Scottish economy forecast to grow slower than UK

princes streetImage source, Getty Images
Image caption,

Scotland's population is projected to drop by 900,000 people over the next 50 years

Scotland's economy is projected to grow more slowly than the UK over the next 50 years, according to the Scottish Fiscal Commission (SFC), external.

The independent body projected that Scotland's GDP would grow by 0.9% per year on average between 2028-29 and 2071-72.

This is compared with growth of 1.4% for the UK as a whole.

Scotland's population is also forecast to drop by as many as 900,000 people over the next 50 years.

The proportion of the population aged between 16 and 64 is projected to fall by eight percentage points by 2072, to 56% of the total population, compared with a six percentage point drop in the UK.

The report also predicted that Scotland's population would be on average 7.6 years older in 2072 than it is currently, compared with 6.1 years older in the UK as a whole.

The number of people over the age of 64 in Scotland is expected to rise by 12% by 2072.
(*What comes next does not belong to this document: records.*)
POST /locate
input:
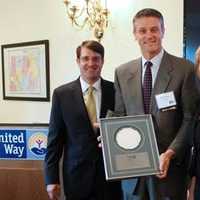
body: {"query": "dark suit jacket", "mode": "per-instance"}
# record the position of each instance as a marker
(71, 133)
(172, 126)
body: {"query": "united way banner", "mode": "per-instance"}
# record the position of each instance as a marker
(26, 142)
GDP per person is also projected to grow at a slightly slower rate than in the UK, the commission predicted, with an annual average increase in Scotland of 1.3% compared with 1.4% in the UK as a whole.

Low fertility rate

The report said the more acute ageing population in Scotland was primarily a result of a low number of births caused by a low fertility rate combined with an already older population.

A decrease in net migration is also predicted to contribute to the change but to a lesser extent.
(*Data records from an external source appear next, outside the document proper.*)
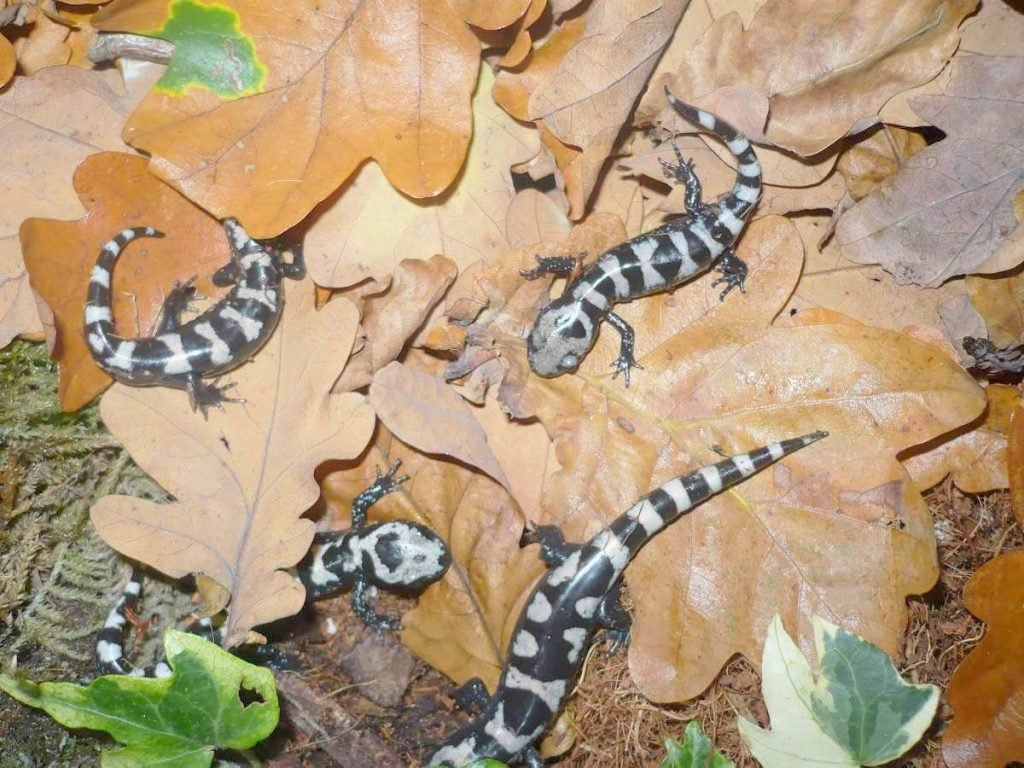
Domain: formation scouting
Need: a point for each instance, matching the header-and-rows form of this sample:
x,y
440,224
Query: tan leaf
x,y
243,479
1000,302
585,107
8,62
50,123
462,625
391,317
1015,462
986,691
977,458
949,210
118,192
840,532
345,82
367,230
424,412
826,68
The SFC was set up by the Scottish government in 2014 and publishes economic and fiscal projections for Scotland's economy to inform government spending and taxation plans.

The interim projections it published on Tuesday come ahead of a full report next year on the economic challenges of Scotland's population trends over the next five decades.
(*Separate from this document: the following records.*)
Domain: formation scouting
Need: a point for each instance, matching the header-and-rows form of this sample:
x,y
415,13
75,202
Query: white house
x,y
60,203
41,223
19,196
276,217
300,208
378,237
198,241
Prof Graeme Roy, the chairman of the SFC, said: "While Scotland is no different from most high-income economies in facing demographic pressures, those facing Scotland are particularly acute.

"Our fiscal sustainability report next year will explore how these will affect the Scottish budget in the future.

"Politicians and those delivering public services will need to consider how to respond to these future fiscal pressures."

Economic projections depend on taking recent trends and pushing them into the future. And if the past few years are any guide, there's a lot that will squeeze Scotland's economy in the next 50 years.

But of course, things change; technology replaces some jobs with automation, and creates others we haven't yet imagined.

The idea that people stop work at 65 is already outdated; Policy on migration can stem the loss of population or exacerbate it; Scots may have bigger families, or smaller, for various reasons, many of them financial; and people may live longer, or maybe shorter lives than assumed in economic models.

So the demographic forecasts tell us the course we're on, if other things don't change, and if we don't make choices to change them.

It tells us to expect slow growth, population decline, fewer children and fewer people of working age who pay most of the tax, with a big rise in older people, who tend to cost more in public service provision.

Today's report from the Scottish Fiscal Commission is the prelude to a study, due next March, of what this could mean for the taxation base (shrinking) and public spending (rising).

The Commission has already warned about more shorter term pressures arising from Scottish government promises on welfare benefits that will be hard to sustain, while Audit Scotland points to health and social care pressures that are already unsustainable.

You can safely predict that the report next March will not be comfortable reading for policy-makers, and particularly those who wish to retain the current range of public services that are free to use.